During my time at home in August, I did a few things to put myself out there and try new things and take risks — kind of a stretch for the introvert who likes hanging out at home with their plants. I joined our local winemaker‘s wine club, which prompted me to pick out wines I wouldn’t normally have chosen or tried. I signed up for a book swap and sunset cruise on the harbor even though I didn’t have a date. And I dyed my kid’s hair! With only YouTube and hours spent watching my own stylist do balayage highlights in my hair as a guide, I gave him purple tips that actually looked super cool and we both loved them. This also felt like a major “you know you’re the child of a 90s punk when…” moment. We were such rebels when we put Manic Panic in our hair!

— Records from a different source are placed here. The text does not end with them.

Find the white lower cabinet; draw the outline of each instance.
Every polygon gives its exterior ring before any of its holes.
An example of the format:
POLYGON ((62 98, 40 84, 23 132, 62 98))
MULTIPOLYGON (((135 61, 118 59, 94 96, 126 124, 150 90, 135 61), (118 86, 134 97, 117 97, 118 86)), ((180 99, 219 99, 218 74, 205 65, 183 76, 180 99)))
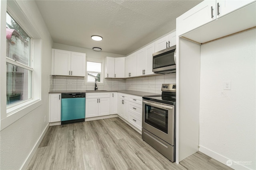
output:
POLYGON ((118 93, 118 114, 140 131, 142 126, 142 98, 118 93))
POLYGON ((110 93, 110 114, 117 114, 117 93, 110 93))
POLYGON ((85 118, 109 115, 110 93, 86 93, 85 118))
POLYGON ((60 121, 61 113, 61 94, 49 95, 49 122, 60 121))

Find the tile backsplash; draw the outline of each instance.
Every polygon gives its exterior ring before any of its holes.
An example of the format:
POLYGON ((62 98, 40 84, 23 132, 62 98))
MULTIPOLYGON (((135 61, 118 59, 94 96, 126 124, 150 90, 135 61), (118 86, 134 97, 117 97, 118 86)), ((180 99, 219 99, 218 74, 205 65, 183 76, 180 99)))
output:
MULTIPOLYGON (((154 93, 161 93, 163 83, 176 83, 175 74, 149 77, 120 78, 105 78, 103 84, 97 85, 98 90, 128 90, 154 93)), ((49 91, 58 90, 94 90, 94 84, 85 83, 84 77, 49 76, 49 91)))

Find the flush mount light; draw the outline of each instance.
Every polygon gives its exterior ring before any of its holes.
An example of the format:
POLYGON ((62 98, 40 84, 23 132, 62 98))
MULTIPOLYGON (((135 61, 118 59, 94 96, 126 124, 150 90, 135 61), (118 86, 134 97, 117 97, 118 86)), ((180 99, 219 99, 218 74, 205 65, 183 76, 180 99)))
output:
POLYGON ((101 41, 103 39, 102 37, 98 35, 92 35, 91 38, 94 41, 101 41))
POLYGON ((96 51, 101 51, 101 49, 99 47, 93 47, 92 48, 92 49, 96 51))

Despite a worsening drought, a few more big herb harvests fueled my newfound interest in herbalism and tincturing. I also discovered a place down the streethttps://goodneighborshop.com that serves truly amazing fruit bowls and have vowed to return as soon as possible.

All told, it was kind of an epic summer! By the first day of school I was more than ready to return to a predictable, normal schedule. I spent Labor Day weekend visiting family, getting my last pool days in, and losing myself in a romance novel. Whew!

Hope your summer was memorable and exhausting and restful in all the right ways! I’d love to hear about anything you want to share in the comments.